Feb 17th 2014 at 8:47 PM

Running is an aerobic activity that, when done regularly, helps the heart, lungs and circulatory system stay healthy and helps muscles and bones stay strong. It gives you more energy, may help lower your risk of getting certain cancers -- and it's convenient. "All you have to do is put on shoes and clothes," says fitness pro Shane Lakins of Kingston, Ont., "and you can be out of the door in three minutes."

Learning how to run
When Lakins, a kinesiologist and owner of Kingston Body Management, teaches clients how to run, one of the exercises he uses is running slowly on the spot. "You'll find that when your foot strikes the ground,

it strikes at the forefoot," he says. This is one of the ways Lakins teaches people to land when they run, and it's a perfect example of why he believes runners should be forefoot strikers.

Foot-strike – how your foot hits the ground when you run – is a somewhat controversial area among coaches and runners, who wonder whether they should hit the ground with the heel, the midfoot or the toe.

For many years, a heel-to-toe motion was the standard. Landing on the heel reduces stress and helps stretch calf muscles, say proponents of this method. Also, there is less stress on the Achilles tendon. But opponents contend that landing on your heel can cause over-striding,

slower running and poorer form. Landing on your toes, on the other hand, is easier on the knees, ankles and form but is thought to contribute to shinsplints, Achilles tendonitis, muscle pulls and contracted calf muscles.

How to reduce stress on your body while running
Landing on the midfoot or forefoot puts less stress on calf muscles and the Achilles tendon, and it provides better shock absorption.
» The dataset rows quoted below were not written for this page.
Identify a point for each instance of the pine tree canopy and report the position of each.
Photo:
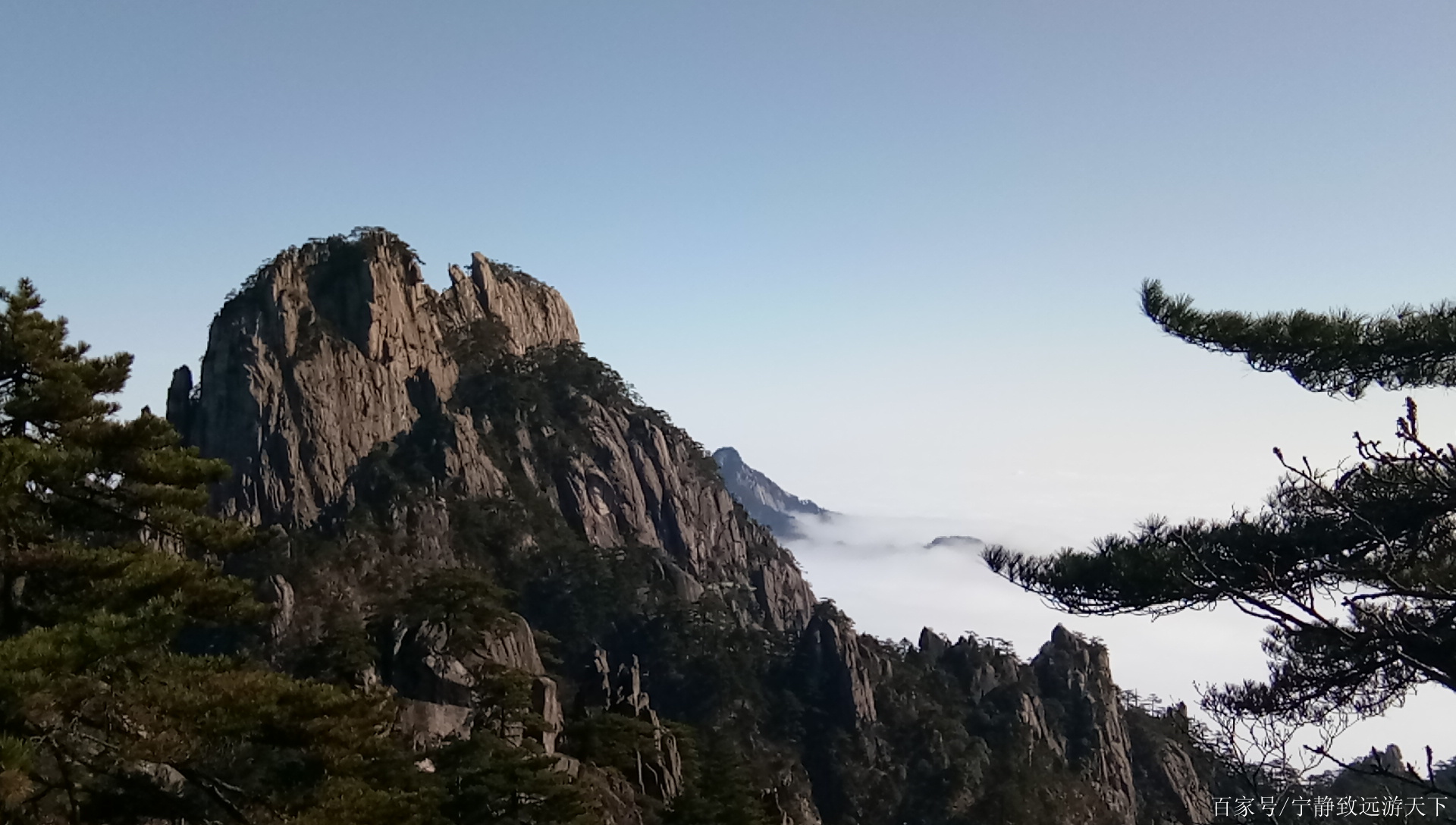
(1354, 569)
(104, 717)
(1338, 353)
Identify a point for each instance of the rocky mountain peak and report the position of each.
(334, 348)
(769, 503)
(465, 507)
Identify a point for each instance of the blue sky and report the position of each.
(890, 251)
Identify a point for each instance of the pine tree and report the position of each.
(107, 571)
(1354, 569)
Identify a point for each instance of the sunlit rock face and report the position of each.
(386, 437)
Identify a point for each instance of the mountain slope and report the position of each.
(465, 508)
(769, 503)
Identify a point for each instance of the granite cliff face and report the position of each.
(465, 508)
(769, 503)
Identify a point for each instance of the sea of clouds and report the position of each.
(886, 573)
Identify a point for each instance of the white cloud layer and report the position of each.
(883, 573)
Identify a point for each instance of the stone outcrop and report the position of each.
(658, 767)
(846, 667)
(335, 359)
(438, 687)
(332, 350)
(337, 348)
(769, 503)
(1076, 674)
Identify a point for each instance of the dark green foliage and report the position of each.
(549, 387)
(1373, 538)
(1340, 353)
(490, 782)
(720, 788)
(463, 600)
(102, 719)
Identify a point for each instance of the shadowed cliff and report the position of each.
(465, 508)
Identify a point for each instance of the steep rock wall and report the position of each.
(337, 354)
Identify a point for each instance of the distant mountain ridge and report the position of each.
(465, 511)
(769, 503)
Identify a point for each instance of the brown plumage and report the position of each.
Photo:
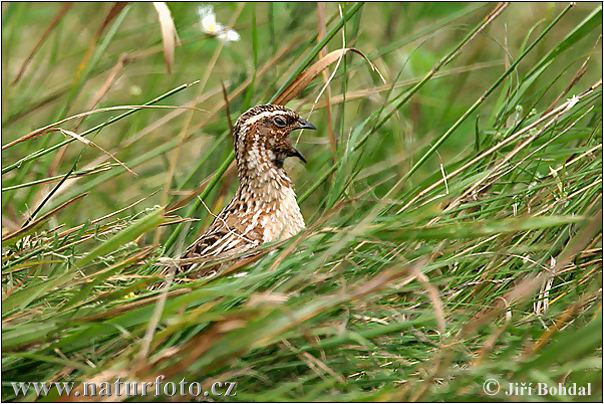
(264, 208)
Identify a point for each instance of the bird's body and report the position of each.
(264, 208)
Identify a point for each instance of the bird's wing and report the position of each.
(227, 234)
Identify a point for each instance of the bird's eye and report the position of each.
(280, 121)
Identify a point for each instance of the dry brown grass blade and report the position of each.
(307, 76)
(35, 223)
(168, 32)
(92, 144)
(116, 9)
(55, 21)
(321, 28)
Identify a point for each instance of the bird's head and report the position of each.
(262, 137)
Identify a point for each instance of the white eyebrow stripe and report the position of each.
(253, 119)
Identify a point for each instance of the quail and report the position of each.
(264, 207)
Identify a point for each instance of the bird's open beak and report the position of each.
(304, 124)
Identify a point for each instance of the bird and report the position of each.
(264, 208)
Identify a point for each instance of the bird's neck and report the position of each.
(265, 183)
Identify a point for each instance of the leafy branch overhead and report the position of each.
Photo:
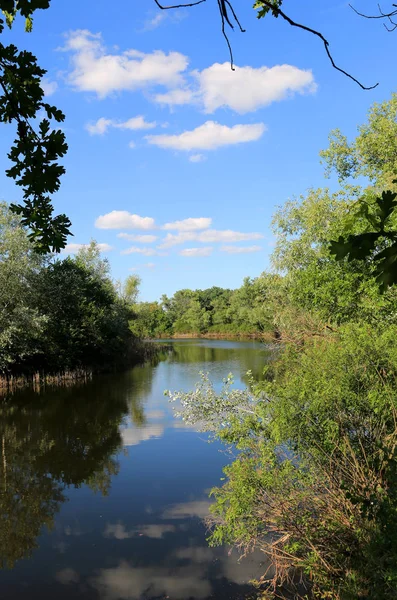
(264, 8)
(35, 153)
(379, 245)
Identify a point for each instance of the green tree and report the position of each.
(35, 153)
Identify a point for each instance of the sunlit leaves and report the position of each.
(36, 151)
(378, 246)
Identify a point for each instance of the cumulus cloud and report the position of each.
(136, 250)
(209, 236)
(209, 136)
(122, 219)
(244, 90)
(191, 224)
(240, 249)
(206, 251)
(73, 248)
(155, 21)
(196, 157)
(102, 125)
(49, 87)
(94, 69)
(142, 239)
(177, 96)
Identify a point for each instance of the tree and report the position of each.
(21, 323)
(35, 154)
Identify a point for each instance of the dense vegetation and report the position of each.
(58, 315)
(215, 310)
(314, 481)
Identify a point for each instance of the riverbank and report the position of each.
(267, 337)
(37, 380)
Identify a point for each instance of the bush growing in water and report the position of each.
(314, 483)
(315, 480)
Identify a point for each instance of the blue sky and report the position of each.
(175, 162)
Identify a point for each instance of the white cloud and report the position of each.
(196, 157)
(206, 251)
(49, 87)
(246, 89)
(240, 249)
(191, 224)
(209, 136)
(142, 239)
(102, 125)
(155, 21)
(73, 248)
(96, 70)
(136, 123)
(122, 219)
(243, 90)
(210, 236)
(136, 250)
(177, 96)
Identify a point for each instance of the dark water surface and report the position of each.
(103, 490)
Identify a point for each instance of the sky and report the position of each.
(176, 163)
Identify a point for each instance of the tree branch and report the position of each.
(224, 5)
(293, 23)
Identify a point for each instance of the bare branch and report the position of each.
(382, 15)
(225, 34)
(224, 5)
(235, 16)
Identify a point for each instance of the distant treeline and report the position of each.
(243, 311)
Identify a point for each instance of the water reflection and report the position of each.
(103, 493)
(46, 447)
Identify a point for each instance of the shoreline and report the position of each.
(218, 336)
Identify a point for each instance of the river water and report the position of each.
(103, 490)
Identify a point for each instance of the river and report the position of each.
(103, 490)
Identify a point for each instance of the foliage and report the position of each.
(313, 484)
(379, 245)
(373, 153)
(57, 315)
(35, 153)
(313, 480)
(214, 310)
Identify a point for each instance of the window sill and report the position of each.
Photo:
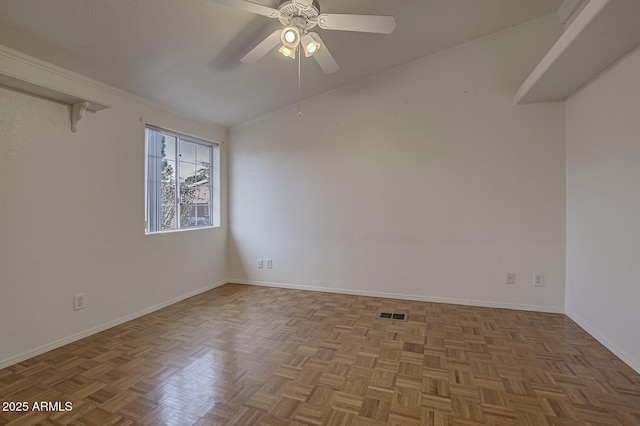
(172, 231)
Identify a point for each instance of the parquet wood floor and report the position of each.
(244, 355)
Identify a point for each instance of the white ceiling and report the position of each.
(186, 53)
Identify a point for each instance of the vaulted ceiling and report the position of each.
(186, 53)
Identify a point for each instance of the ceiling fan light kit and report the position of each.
(300, 16)
(311, 44)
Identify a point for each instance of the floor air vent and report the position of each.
(393, 316)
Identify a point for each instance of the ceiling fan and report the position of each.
(300, 16)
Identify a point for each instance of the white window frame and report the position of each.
(214, 187)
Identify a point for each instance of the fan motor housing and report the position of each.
(288, 10)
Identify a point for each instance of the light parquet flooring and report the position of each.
(244, 355)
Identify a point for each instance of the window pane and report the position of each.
(187, 172)
(168, 217)
(203, 155)
(187, 151)
(168, 147)
(180, 182)
(187, 215)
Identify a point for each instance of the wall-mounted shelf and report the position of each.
(603, 32)
(42, 82)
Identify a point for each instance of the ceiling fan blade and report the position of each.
(264, 47)
(247, 6)
(363, 23)
(303, 3)
(324, 58)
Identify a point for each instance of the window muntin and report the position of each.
(182, 182)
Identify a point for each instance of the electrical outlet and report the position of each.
(79, 301)
(538, 280)
(510, 278)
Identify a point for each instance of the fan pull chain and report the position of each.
(299, 59)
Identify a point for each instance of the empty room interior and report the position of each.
(320, 212)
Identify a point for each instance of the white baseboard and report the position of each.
(628, 359)
(482, 303)
(69, 339)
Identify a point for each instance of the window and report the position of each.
(183, 179)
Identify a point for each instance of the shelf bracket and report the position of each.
(77, 111)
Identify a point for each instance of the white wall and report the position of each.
(72, 219)
(423, 182)
(603, 209)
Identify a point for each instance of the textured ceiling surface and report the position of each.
(186, 54)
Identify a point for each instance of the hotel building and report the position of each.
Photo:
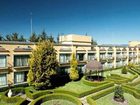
(14, 56)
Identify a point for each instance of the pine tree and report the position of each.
(43, 36)
(33, 38)
(1, 37)
(22, 38)
(43, 64)
(73, 70)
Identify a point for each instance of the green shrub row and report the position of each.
(2, 89)
(119, 79)
(92, 99)
(20, 102)
(56, 96)
(15, 98)
(91, 83)
(132, 72)
(136, 71)
(79, 95)
(132, 92)
(132, 88)
(32, 94)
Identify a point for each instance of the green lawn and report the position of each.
(108, 100)
(58, 102)
(3, 103)
(137, 86)
(118, 71)
(77, 87)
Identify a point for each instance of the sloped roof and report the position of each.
(94, 65)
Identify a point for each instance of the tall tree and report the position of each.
(1, 38)
(58, 38)
(15, 37)
(43, 64)
(73, 68)
(43, 36)
(51, 38)
(21, 38)
(8, 37)
(33, 38)
(93, 42)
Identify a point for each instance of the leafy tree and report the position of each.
(8, 37)
(118, 93)
(51, 38)
(15, 37)
(1, 38)
(124, 70)
(22, 38)
(73, 70)
(43, 36)
(43, 64)
(93, 42)
(34, 38)
(58, 38)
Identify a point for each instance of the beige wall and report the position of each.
(75, 39)
(133, 43)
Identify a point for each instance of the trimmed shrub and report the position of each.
(92, 83)
(33, 94)
(124, 70)
(79, 95)
(132, 91)
(118, 79)
(44, 98)
(15, 96)
(91, 101)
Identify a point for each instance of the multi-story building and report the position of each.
(14, 56)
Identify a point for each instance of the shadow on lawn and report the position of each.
(61, 80)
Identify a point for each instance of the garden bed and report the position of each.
(65, 99)
(108, 100)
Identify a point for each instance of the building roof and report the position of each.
(16, 42)
(94, 65)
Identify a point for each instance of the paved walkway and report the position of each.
(84, 99)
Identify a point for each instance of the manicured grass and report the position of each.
(4, 103)
(76, 87)
(137, 86)
(58, 102)
(108, 100)
(118, 71)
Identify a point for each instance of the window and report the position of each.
(3, 79)
(19, 77)
(2, 61)
(102, 56)
(64, 58)
(91, 56)
(21, 60)
(80, 57)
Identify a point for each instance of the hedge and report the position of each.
(15, 98)
(136, 71)
(35, 94)
(119, 79)
(2, 89)
(91, 83)
(92, 99)
(44, 98)
(135, 93)
(79, 95)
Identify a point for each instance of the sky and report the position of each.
(107, 21)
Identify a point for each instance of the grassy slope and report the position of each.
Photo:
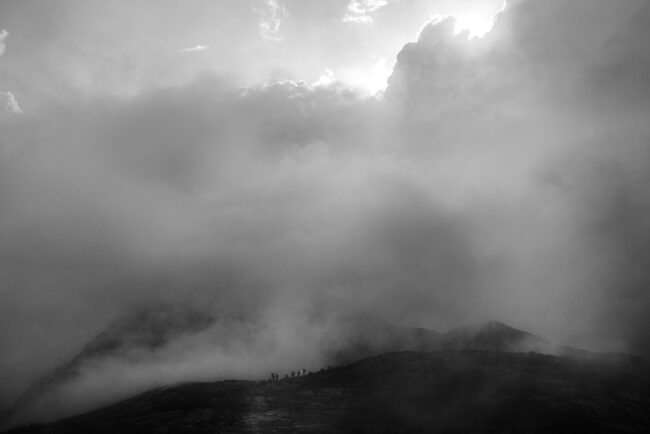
(397, 392)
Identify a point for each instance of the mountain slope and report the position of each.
(477, 392)
(144, 329)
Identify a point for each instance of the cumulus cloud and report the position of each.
(4, 34)
(500, 177)
(360, 11)
(271, 14)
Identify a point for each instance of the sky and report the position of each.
(288, 162)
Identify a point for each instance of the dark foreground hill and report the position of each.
(450, 392)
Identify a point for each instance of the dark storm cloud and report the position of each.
(500, 178)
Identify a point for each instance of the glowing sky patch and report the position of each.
(475, 25)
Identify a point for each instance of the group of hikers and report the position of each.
(276, 377)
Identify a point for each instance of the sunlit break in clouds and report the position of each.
(208, 190)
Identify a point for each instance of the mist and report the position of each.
(500, 177)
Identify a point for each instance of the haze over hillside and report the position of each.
(250, 178)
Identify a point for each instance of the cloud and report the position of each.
(9, 103)
(4, 34)
(501, 177)
(360, 11)
(195, 49)
(271, 14)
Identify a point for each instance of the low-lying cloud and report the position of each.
(498, 178)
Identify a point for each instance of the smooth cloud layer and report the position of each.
(498, 178)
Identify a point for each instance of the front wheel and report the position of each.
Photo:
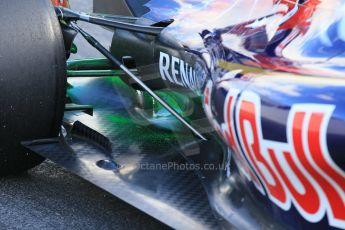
(32, 80)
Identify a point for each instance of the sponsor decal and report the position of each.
(300, 172)
(179, 72)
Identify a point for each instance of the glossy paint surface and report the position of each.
(275, 95)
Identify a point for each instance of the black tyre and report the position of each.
(32, 80)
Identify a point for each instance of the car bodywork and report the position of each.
(264, 81)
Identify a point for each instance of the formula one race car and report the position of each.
(203, 114)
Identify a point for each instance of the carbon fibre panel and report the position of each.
(175, 197)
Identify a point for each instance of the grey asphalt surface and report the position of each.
(49, 197)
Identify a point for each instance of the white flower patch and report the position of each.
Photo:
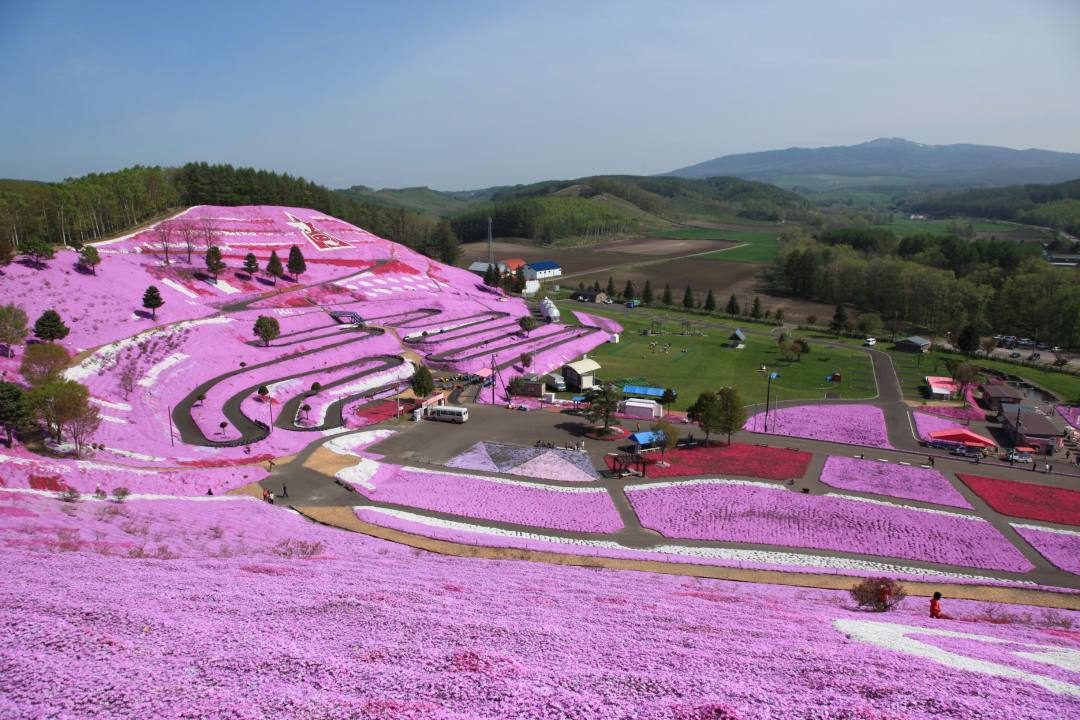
(898, 638)
(179, 288)
(108, 354)
(150, 378)
(964, 516)
(503, 480)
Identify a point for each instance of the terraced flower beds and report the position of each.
(1062, 547)
(1034, 502)
(744, 512)
(337, 624)
(496, 500)
(854, 424)
(736, 459)
(890, 479)
(547, 463)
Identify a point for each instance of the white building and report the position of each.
(542, 270)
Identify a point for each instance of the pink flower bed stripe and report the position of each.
(1062, 547)
(582, 510)
(727, 511)
(854, 424)
(889, 479)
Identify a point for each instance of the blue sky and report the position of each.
(472, 94)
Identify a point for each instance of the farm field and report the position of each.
(710, 364)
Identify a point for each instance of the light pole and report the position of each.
(768, 394)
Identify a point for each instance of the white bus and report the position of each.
(448, 413)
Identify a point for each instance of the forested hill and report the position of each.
(606, 205)
(98, 205)
(1050, 205)
(895, 161)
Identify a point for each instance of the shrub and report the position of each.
(878, 594)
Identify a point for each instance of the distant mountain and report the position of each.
(892, 162)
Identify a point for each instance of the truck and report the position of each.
(555, 381)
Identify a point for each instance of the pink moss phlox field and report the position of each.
(1062, 547)
(755, 513)
(854, 424)
(891, 479)
(94, 607)
(583, 510)
(928, 423)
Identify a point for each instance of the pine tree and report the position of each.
(296, 265)
(90, 258)
(152, 300)
(214, 262)
(50, 327)
(267, 328)
(732, 308)
(274, 268)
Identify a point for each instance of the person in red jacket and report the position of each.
(935, 608)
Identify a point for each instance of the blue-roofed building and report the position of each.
(542, 270)
(643, 391)
(914, 344)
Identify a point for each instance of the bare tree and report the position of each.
(163, 233)
(83, 424)
(190, 234)
(210, 238)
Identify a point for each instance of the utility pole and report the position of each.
(768, 394)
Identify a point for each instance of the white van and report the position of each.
(555, 381)
(448, 413)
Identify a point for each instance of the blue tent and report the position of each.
(644, 391)
(647, 437)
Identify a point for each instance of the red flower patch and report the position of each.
(736, 459)
(1034, 502)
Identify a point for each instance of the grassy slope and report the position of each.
(710, 364)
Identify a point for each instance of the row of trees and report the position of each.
(82, 209)
(1035, 299)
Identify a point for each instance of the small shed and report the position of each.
(581, 375)
(913, 344)
(642, 409)
(589, 296)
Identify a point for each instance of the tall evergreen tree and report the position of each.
(251, 265)
(214, 262)
(274, 269)
(89, 257)
(152, 300)
(296, 265)
(732, 307)
(50, 327)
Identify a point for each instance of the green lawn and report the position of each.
(760, 245)
(904, 227)
(709, 364)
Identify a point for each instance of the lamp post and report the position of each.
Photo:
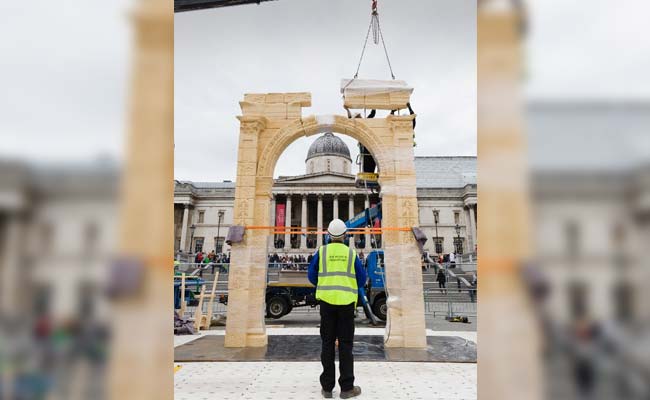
(459, 247)
(436, 217)
(221, 212)
(192, 228)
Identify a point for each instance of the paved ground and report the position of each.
(299, 380)
(310, 318)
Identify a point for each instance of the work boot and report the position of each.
(351, 393)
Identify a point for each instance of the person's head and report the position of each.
(336, 230)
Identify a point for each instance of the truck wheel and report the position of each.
(380, 309)
(277, 307)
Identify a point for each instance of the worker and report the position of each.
(337, 286)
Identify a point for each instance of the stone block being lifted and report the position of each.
(375, 94)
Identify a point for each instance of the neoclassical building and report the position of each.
(446, 187)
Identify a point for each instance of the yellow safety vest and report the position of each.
(337, 281)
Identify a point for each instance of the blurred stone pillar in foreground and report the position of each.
(509, 367)
(141, 348)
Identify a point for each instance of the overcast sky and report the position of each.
(310, 45)
(65, 79)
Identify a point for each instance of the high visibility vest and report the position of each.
(337, 281)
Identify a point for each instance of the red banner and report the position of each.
(279, 214)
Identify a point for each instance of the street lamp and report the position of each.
(221, 212)
(436, 217)
(459, 247)
(192, 228)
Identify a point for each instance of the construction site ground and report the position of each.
(299, 379)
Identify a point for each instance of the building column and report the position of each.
(186, 213)
(367, 204)
(336, 206)
(287, 223)
(472, 224)
(319, 221)
(303, 222)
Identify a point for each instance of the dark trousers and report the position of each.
(337, 322)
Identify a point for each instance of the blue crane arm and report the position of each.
(365, 217)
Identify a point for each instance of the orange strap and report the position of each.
(315, 231)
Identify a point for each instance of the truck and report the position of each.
(293, 289)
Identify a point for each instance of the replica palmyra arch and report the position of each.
(268, 124)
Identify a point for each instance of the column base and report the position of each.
(246, 340)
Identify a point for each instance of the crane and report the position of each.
(192, 5)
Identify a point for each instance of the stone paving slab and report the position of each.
(299, 381)
(307, 348)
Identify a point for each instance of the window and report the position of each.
(438, 245)
(578, 299)
(198, 244)
(218, 244)
(623, 293)
(91, 236)
(572, 232)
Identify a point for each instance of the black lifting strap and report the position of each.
(375, 27)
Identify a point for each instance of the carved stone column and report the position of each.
(405, 325)
(247, 275)
(319, 221)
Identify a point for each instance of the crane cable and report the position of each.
(375, 27)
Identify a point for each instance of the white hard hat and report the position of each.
(337, 228)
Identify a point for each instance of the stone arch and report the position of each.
(314, 125)
(269, 124)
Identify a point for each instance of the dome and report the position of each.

Furthermore, it's a natural motion, says Lakins.

"When you get someone who is a heel striker to take off their shoes and run, they will all of a sudden land on their forefoot," he says. "The reason -- without the protection of the thick heel found in most shoes, landing on the heel hurts." Landing on the forefoot means you are using the body's natural shock-absorbing mechanisms rather than relying on your shoe for support.

Midfoot or forefoot running will reduce the chance of injury, says Lakins, and as a result, you'll have a much better chance of enjoying the sport as a lifelong activity. While he recommends that a coach teach all beginners how to run, in general he says beginners should focus on landing on the mid- to forefoot rather than the heels when running.

Anyone who already runs and is a heel striker should take it more slowly, Lakins says, "because your body is used to that motion." Practice for a few minutes at a time and increase the time slowly.

Running form
Runner's Choice, a pro shop in London, Ont., recommends paying attention to the following when running:
• Maintain an easy stride and be careful that your stride isn't too big.
• Keep your head centred with your eyes looking ahead.
• Keep your arms relaxed somewhere between your waist and chest.
• Think comfort when you are landing, and roll forward onto the next stride.